Data was processed in R version 4.4.0.

- Loaded sheet 1 from Excel file "ROS_GhuxleyiCultures_WHOI_Oct2023-Jan2024.xlsx" with headers from row 1; treated "", "nd", "N/A", and "spike" as missing values
- Converted the `date` column from format "%m-%d-%y" to ISO format "%Y-%m-%d" as a date type
- Set column types: `date` as date (%Y-%m-%d), `fluorescence` and `nitrogen` as number, `replicate` as string, `strain` as integer, `temperature_c` as integer
- Output written to "999330_v1_G_huxleyi_reactive_oxygen.csv"

NSF Award Abstract:
Emiliania huxleyi is a numerically and ecologically important phytoplankton species in the ocean known for its cosmopolitan distribution and ability to form large blooms in coastal and open ocean regions. Studies of E. huxleyi variants in culture have found differences in growth, function and activity potential among them. The E. huxleyi variants also differ in some of the genes they carry. It has been hypothesized that this genomic variability may underlie the global success of this phytoplankton species by allowing adaptation of variants to diverse environments. Yet, the direct connection between genomic content and ecological success remains unclear. This project investigates how the conserved and variable portions of E. huxleyi genome may be connected to its success and its dynamics under varied environmental conditions. This work is critical to our understanding of how this important phytoplankton species may shift and respond to future changes. This project also supports the development of a series of hands-on activities designed to teach middle school students advance computational data analysis in ocean science. These activities are in collaboration with the Girls Who Code Club at the Our Sisters School, a tuition-free, non-sectarian, independent school for girls from low-income families, located in New Bedford, MA.
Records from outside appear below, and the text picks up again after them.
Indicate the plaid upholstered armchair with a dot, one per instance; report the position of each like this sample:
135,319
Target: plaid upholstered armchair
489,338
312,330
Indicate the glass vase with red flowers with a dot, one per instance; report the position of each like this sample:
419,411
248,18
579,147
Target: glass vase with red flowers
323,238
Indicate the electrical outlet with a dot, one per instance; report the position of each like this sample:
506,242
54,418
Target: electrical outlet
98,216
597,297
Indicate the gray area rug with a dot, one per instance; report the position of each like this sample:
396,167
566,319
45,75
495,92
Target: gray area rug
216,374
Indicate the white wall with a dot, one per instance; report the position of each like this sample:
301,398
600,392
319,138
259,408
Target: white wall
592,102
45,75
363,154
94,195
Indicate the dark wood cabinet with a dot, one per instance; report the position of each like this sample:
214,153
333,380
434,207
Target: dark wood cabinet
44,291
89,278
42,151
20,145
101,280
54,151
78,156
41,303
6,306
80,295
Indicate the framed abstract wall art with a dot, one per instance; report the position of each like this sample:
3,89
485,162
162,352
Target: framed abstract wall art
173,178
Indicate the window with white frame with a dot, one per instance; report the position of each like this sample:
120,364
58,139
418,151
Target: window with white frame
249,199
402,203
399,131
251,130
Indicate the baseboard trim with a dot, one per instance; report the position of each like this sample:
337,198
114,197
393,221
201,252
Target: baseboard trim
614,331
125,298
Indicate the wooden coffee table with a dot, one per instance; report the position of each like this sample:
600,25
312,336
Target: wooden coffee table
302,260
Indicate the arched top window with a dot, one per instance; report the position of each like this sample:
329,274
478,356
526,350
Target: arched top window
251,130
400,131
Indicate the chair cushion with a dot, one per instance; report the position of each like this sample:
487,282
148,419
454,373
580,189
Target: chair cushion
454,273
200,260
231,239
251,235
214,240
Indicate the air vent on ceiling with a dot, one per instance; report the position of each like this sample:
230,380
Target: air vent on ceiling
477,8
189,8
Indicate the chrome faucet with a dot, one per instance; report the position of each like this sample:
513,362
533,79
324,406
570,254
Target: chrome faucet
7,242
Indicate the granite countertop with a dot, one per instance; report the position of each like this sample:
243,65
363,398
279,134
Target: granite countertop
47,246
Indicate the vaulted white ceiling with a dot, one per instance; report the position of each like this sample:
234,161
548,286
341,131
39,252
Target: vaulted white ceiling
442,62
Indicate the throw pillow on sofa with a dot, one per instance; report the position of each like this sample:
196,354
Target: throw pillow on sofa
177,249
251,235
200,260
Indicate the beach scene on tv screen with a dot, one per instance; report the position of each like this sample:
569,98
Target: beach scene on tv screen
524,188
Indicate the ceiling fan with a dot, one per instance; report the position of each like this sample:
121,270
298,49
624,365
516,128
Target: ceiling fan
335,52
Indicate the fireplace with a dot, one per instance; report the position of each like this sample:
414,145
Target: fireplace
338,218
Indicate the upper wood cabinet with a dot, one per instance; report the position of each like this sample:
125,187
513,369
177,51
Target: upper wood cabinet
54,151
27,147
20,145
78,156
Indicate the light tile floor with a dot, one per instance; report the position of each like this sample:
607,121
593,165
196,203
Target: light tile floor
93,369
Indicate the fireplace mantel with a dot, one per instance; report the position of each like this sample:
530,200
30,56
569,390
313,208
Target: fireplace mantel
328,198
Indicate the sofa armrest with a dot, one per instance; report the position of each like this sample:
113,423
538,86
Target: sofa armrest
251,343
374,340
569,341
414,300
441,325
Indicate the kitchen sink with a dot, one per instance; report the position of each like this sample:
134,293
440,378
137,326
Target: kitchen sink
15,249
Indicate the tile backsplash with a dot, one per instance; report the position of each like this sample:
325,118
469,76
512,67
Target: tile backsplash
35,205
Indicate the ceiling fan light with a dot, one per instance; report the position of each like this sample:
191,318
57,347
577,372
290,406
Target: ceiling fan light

Understanding how phytoplankton diversity and phenotype are driven by changes in the environment is crucial for better predicting carbon cycle dynamics in the future ocean. While much work has investigated competition among phytoplankton species, intraspecific diversity and dynamics remain largely unknown for many eukaryotic phytoplankton. The overarching goal of this project is to define the role of the pan genome (set of variable genes) in E. huxleyi ecology and biogeography through a series of genomic analyses, computational field surveys, and laboratory-based experiments. This project is sequencing the genomes of several E. huxleyi isolates from across the global ocean and combining them with existing genome sequences to constrain the core and variable portions of the pan genome. Using this new pan genome reference database and leveraging global scale metagenomics and metatranscriptomic surveys, this project is estimating ecotype diversity of E. huxleyi across ocean regions to identify patterns of environmental selection. This project additionally focuses on identifying the physiological and transcriptional responses of a selection of sequenced strains and their responses to shifts in their nutrient environments in controlled laboratory studies. As E. huxleyi plays such a significant role in marine ecosystems and the global carbon cycle it is important that its pan genome and its impact on the biogeography and ecology of E. huxleyi is taken into consideration. It is likely that these dynamics are acutely important to predicting how this genus, and perhaps others, respond to changing environmental conditions in the future ocean.

This award reflects NSF's statutory mission and has been deemed worthy of support through evaluation using the Foundation's intellectual merit and broader impacts review criteria.